Repeat it like a broken record, tell your friends and neighbors who are not Extremely Online and are not getting these firsthand reports:

The only people who were violent were ICE and the police.

The only people who were violent were ICE and the police.

The only people who were violent were ICE and the police.

The protesters were angry. The protesters were loud. But the protesters were not really violent.

That tear gas you see? Police.
Those explosions? Police.
The flashes and bangs? Police.

Trump complaining about the violence in LA is basically somebody punching themselves in the face and then saying they’re going to start punching everyone if the punching doesn’t stop.

When I say that the protesters were angry but not violent, I guess I should also say this:

In the sick imagination of white supremacy, for a Black or brown person to be angry •is• for them to be violent, by definition.

So when you hear people saying “they were violent,” those people are flat wrong — but they may also be describing something that is in fact completely real and completely consistent in their mind.
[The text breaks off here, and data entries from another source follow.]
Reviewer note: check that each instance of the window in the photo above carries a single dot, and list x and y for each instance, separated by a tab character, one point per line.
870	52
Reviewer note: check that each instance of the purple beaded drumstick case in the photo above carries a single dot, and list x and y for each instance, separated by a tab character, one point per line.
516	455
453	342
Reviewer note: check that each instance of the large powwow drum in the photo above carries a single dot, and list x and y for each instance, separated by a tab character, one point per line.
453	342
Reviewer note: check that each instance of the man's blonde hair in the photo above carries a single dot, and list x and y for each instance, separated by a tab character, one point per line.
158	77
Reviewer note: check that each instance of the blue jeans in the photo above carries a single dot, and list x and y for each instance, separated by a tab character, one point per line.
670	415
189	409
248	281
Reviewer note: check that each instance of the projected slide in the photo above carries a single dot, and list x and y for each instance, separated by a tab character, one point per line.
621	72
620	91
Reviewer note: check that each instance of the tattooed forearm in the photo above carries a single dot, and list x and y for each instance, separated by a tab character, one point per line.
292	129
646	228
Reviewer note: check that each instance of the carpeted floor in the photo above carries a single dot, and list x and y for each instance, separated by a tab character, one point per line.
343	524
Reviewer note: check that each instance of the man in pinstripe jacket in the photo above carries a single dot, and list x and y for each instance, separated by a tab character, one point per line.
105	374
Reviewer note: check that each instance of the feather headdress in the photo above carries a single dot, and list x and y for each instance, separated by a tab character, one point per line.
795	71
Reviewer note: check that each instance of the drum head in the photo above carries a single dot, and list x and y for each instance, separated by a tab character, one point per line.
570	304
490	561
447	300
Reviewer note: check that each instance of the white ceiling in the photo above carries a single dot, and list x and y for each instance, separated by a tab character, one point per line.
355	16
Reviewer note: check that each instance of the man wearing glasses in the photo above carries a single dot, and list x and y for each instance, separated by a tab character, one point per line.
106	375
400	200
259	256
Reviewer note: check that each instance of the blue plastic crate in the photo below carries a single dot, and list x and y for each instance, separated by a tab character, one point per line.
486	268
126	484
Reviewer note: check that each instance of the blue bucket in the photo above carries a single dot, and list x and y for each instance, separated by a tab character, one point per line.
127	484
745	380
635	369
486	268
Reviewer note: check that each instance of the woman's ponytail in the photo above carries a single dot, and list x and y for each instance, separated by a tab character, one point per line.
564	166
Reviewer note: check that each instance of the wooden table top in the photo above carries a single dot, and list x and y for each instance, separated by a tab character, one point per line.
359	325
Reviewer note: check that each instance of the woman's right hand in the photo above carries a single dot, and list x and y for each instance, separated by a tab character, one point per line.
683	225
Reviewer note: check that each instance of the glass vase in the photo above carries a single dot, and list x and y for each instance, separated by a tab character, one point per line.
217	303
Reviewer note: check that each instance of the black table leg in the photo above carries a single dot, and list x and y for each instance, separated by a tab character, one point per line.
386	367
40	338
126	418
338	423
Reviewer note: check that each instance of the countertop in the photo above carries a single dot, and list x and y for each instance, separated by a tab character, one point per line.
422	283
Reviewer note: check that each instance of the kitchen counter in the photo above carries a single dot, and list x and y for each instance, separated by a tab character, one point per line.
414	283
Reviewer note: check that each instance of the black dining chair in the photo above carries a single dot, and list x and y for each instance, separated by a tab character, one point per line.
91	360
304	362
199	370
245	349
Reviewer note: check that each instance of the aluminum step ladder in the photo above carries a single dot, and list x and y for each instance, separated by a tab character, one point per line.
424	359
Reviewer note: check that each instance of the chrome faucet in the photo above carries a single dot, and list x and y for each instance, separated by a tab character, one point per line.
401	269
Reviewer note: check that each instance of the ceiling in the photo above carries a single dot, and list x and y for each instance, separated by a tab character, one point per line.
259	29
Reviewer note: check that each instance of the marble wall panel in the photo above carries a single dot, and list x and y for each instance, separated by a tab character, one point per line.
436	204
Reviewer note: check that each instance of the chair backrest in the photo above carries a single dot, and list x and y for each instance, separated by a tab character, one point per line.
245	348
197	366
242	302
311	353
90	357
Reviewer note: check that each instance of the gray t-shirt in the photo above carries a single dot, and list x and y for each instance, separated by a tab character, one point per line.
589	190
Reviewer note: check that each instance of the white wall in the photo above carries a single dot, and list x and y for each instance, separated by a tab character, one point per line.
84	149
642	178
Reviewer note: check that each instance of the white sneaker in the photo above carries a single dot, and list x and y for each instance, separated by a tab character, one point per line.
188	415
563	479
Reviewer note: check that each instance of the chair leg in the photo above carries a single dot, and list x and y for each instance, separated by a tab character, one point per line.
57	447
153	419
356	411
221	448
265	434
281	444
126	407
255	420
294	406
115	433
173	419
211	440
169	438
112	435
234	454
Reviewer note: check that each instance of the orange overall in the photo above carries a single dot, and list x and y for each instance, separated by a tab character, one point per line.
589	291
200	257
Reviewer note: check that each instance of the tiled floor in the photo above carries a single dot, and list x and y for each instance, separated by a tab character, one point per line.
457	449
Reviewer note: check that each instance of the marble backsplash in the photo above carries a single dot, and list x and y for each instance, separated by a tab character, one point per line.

@inthehands I saw this one article saying (with implied pearl clutching) that people were saying they didn't want ICE there and that they were yelling at cops. Um... yeah? That's what you do at protests? My dudes and non dudes. When I was in my protesting days, we stood in front of the white house and shouted "shame on you," among other things. We yelled at the Capitol police. We yelled at counter protesters and woooooo did they yell at us. I even got called (gasp) a dirty hippie.
@inthehands protest is ABOUT DISSENT. So many of these takes seem genuinely shocked that the *protests* *express dissent* *using words.* The right genuinely cannot stand to be disagreed with, at all, even to be told "we don't like it when our neighbors are disappeared, never to return. We don't like that you're pepper spraying and tear gassing our legal, peaceful demonstration." It's really baffling to watch.